Negative emotions, negative words, negative gossip should be thrown away in the garbage bin for disposal. These bring up such negative feelings and depression. Speak positively and honestly about family, your friends and loved ones.

“We cannot change anything until we accept it. Condemnation does not liberate. It oppresses.” Carl Jung

Be a lifelong learner. You should not stop learning when you finish your formal education. The world is expanding its knowledge at incredible rates. We will lose our way if we do not keep pace with the explosion of knowledge.Read, take a course, join a debate club, try out for a quiz show like Jeopardy. Open your mind to the wonders of the world that you never have taken time for before. You will be amazed and marvel at the wonderful world we live in. Such a sense of wonder that will make you enthusiastic about living.
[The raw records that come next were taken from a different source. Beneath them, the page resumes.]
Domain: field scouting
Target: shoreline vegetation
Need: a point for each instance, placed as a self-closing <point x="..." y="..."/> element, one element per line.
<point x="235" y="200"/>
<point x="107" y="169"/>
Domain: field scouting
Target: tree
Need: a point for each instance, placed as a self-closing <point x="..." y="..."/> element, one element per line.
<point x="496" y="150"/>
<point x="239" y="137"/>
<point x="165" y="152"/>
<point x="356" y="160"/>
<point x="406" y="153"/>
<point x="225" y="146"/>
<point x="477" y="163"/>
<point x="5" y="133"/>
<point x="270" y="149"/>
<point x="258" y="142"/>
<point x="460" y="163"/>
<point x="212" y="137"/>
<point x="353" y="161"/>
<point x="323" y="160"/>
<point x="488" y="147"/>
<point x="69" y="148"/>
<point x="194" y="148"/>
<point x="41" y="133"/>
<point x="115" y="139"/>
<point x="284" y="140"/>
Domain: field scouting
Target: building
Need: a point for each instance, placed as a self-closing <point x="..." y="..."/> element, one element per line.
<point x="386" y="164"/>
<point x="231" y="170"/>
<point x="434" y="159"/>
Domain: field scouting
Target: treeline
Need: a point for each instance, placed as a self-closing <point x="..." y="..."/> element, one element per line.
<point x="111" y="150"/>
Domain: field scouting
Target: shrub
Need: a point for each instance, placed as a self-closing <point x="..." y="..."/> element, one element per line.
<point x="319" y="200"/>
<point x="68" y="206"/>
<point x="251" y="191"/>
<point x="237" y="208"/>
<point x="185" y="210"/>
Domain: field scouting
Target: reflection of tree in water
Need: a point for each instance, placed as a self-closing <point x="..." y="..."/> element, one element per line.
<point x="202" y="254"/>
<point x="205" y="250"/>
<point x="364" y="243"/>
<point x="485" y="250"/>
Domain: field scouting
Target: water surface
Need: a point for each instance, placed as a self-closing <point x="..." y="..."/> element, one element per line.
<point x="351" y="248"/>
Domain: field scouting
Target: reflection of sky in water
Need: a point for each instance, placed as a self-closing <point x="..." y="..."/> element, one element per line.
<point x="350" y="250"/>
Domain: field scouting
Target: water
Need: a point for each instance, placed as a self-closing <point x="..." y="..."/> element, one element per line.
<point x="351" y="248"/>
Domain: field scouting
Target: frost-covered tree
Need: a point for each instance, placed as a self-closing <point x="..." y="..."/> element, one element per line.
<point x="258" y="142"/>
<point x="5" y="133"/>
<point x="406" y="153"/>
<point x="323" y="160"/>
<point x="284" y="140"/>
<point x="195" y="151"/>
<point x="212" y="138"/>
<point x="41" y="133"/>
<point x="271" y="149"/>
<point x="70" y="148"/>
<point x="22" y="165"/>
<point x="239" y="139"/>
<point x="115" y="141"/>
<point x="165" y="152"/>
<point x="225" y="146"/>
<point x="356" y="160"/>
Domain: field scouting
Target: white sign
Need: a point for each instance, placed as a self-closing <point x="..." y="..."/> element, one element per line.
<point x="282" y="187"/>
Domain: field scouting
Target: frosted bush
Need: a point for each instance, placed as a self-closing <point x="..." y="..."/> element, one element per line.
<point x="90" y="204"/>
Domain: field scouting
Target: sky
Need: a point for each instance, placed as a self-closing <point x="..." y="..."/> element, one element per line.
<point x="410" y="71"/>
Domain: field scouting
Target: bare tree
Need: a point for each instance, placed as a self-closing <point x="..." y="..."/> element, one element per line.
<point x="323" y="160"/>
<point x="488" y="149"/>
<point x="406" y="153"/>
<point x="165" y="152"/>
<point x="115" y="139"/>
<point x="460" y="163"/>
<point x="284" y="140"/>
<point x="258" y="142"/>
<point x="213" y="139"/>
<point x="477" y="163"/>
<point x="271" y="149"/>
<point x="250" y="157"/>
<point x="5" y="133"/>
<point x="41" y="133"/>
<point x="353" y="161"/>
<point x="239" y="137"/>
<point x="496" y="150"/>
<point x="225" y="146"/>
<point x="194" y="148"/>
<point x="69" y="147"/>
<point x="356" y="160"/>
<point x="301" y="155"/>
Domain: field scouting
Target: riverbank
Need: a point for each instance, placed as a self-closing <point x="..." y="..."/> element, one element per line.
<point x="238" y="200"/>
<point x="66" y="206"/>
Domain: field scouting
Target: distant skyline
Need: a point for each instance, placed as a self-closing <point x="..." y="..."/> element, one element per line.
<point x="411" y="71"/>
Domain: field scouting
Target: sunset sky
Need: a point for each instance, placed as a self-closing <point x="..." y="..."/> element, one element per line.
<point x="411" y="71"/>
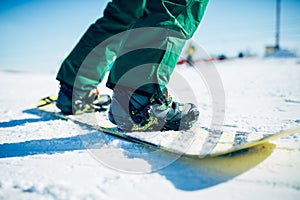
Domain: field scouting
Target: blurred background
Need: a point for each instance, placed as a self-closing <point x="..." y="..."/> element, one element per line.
<point x="36" y="35"/>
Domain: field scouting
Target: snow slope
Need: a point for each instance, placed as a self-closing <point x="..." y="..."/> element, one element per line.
<point x="44" y="158"/>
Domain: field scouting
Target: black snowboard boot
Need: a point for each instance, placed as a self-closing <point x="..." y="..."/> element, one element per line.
<point x="82" y="101"/>
<point x="137" y="112"/>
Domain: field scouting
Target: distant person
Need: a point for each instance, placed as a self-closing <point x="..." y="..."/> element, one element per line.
<point x="135" y="102"/>
<point x="190" y="51"/>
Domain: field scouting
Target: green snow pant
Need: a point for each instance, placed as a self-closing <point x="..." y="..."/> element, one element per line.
<point x="145" y="37"/>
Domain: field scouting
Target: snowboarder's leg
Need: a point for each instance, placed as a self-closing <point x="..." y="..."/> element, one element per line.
<point x="82" y="75"/>
<point x="147" y="60"/>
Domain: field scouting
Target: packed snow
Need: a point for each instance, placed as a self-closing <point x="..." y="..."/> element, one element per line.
<point x="42" y="157"/>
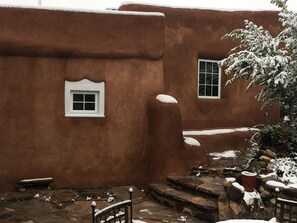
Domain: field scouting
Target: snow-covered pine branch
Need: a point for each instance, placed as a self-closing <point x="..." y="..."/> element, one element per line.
<point x="267" y="61"/>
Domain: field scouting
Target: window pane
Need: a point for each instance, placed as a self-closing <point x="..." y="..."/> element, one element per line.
<point x="215" y="68"/>
<point x="208" y="90"/>
<point x="78" y="97"/>
<point x="202" y="78"/>
<point x="215" y="91"/>
<point x="202" y="66"/>
<point x="90" y="106"/>
<point x="208" y="78"/>
<point x="78" y="106"/>
<point x="209" y="67"/>
<point x="215" y="79"/>
<point x="201" y="90"/>
<point x="90" y="97"/>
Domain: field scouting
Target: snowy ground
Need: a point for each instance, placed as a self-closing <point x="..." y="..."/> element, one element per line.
<point x="247" y="221"/>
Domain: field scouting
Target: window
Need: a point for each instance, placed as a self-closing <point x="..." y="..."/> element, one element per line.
<point x="209" y="79"/>
<point x="84" y="99"/>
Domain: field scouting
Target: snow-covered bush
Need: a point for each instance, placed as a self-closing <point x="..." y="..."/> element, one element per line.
<point x="282" y="138"/>
<point x="267" y="61"/>
<point x="286" y="169"/>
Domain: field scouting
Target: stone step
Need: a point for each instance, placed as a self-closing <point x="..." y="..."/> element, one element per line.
<point x="210" y="185"/>
<point x="215" y="171"/>
<point x="192" y="204"/>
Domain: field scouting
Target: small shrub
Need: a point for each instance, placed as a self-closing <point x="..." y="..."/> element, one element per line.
<point x="281" y="138"/>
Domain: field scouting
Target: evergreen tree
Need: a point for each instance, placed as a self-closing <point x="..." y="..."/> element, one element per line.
<point x="267" y="61"/>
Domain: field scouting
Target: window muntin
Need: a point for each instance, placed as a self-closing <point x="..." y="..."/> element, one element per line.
<point x="209" y="79"/>
<point x="84" y="101"/>
<point x="84" y="98"/>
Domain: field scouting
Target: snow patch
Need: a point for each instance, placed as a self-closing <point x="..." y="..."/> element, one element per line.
<point x="273" y="183"/>
<point x="243" y="221"/>
<point x="225" y="154"/>
<point x="85" y="10"/>
<point x="238" y="186"/>
<point x="192" y="6"/>
<point x="166" y="99"/>
<point x="249" y="174"/>
<point x="230" y="179"/>
<point x="250" y="197"/>
<point x="191" y="141"/>
<point x="217" y="131"/>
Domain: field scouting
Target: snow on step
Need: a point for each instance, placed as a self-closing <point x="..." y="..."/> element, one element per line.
<point x="204" y="185"/>
<point x="188" y="198"/>
<point x="185" y="181"/>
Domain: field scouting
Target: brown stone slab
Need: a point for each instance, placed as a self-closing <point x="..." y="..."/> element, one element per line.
<point x="210" y="188"/>
<point x="189" y="182"/>
<point x="192" y="199"/>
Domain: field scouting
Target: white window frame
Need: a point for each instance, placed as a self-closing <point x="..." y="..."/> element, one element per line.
<point x="219" y="80"/>
<point x="85" y="86"/>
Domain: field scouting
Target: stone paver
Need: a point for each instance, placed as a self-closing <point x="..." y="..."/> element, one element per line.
<point x="55" y="206"/>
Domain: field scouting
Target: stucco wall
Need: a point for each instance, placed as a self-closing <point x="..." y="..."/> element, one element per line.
<point x="192" y="34"/>
<point x="36" y="139"/>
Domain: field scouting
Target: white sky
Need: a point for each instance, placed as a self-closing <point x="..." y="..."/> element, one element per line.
<point x="103" y="4"/>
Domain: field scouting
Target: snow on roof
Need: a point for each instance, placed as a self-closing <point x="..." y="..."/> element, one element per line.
<point x="87" y="10"/>
<point x="217" y="131"/>
<point x="191" y="141"/>
<point x="192" y="7"/>
<point x="166" y="99"/>
<point x="225" y="154"/>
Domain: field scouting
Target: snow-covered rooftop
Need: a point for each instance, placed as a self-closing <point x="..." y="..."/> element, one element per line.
<point x="227" y="7"/>
<point x="86" y="10"/>
<point x="217" y="131"/>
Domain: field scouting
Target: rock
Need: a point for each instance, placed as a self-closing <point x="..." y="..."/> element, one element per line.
<point x="62" y="196"/>
<point x="266" y="195"/>
<point x="264" y="158"/>
<point x="234" y="191"/>
<point x="271" y="185"/>
<point x="268" y="153"/>
<point x="223" y="205"/>
<point x="269" y="167"/>
<point x="235" y="207"/>
<point x="265" y="178"/>
<point x="291" y="190"/>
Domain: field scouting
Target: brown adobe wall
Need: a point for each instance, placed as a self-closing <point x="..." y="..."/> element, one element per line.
<point x="39" y="32"/>
<point x="39" y="50"/>
<point x="191" y="34"/>
<point x="37" y="140"/>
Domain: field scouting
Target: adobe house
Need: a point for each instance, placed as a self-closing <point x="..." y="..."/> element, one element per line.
<point x="79" y="92"/>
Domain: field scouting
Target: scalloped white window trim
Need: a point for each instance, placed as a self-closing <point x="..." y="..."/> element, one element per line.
<point x="85" y="86"/>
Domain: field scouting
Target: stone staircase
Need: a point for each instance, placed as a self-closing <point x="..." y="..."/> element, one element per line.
<point x="196" y="195"/>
Abe Lincoln told this humorous story: A traveler wandered into a restaurant as he needed a good meal for his journey. He ordered a dinner and talked to the owner as he ate. Curious, he asked the man what the townspeople were like in this little village.

Instead of answering, the cook asked the traveler,” What are people like where you come from, stranger?”
The traveler grinned, “Why, where I come from, we got the friendliest, kindest people you ever saw. They help anybody who has a need. They are honest, hardworking, and fun loving.” The cook nodded and replied, “Well, folks are pretty much like there here as well.”

A few days later, another stranger came to the town’s only restaurant. The cook gladly fixed him a meal. This stranger was not so talkative. But the cook asked him where he was going and what people were like where he came from. The traveler spoke angrily, “In my town, people are so mean and selfish. No body will go out of his way to help anybody else. They are rude, illiterate, dishonest, horse thieves. I cannot wait to be away from there. What are people like here in this little town?

The cook tried to hide a smile on his face. “Well, I think you will find people here are pretty much just like those folk in your old town.”
What was Lincoln’s point with this story? Talk about it with a family member of a friend.

Even though we have been discussing change, there is one category of permanent or at least semi-permanent things in this changing earth. Natural wonders are not eternal, but they give us the feeling of permanence. The Rocky Mts. The Pacific Ocean, The Sahara Desert, The Amazon Jungle, the volcanoes, the Great Coral Reef, for examples. Can you gaze upon the Himalayas? or the Alps and not feel their strength and majesty?

Another category consists of our ideals, values, and beliefs: Love, Joy, Justice, Honesty, Responsibility, Confidence, Faith, Forgiveness, Mercy, Honor, Obedience, Freedom, Truth. These are all qualities that stand the test of time. They are essential to our world and individual lives.

Where do these qualities come from? From One who changes not. He stands throughout the years of time and eternity. The same yesterday, today, tomorrow and forever. It is faith in His Love and Mercy, which can help us face change.

Focus on the Eternal and you will lose your fear of change.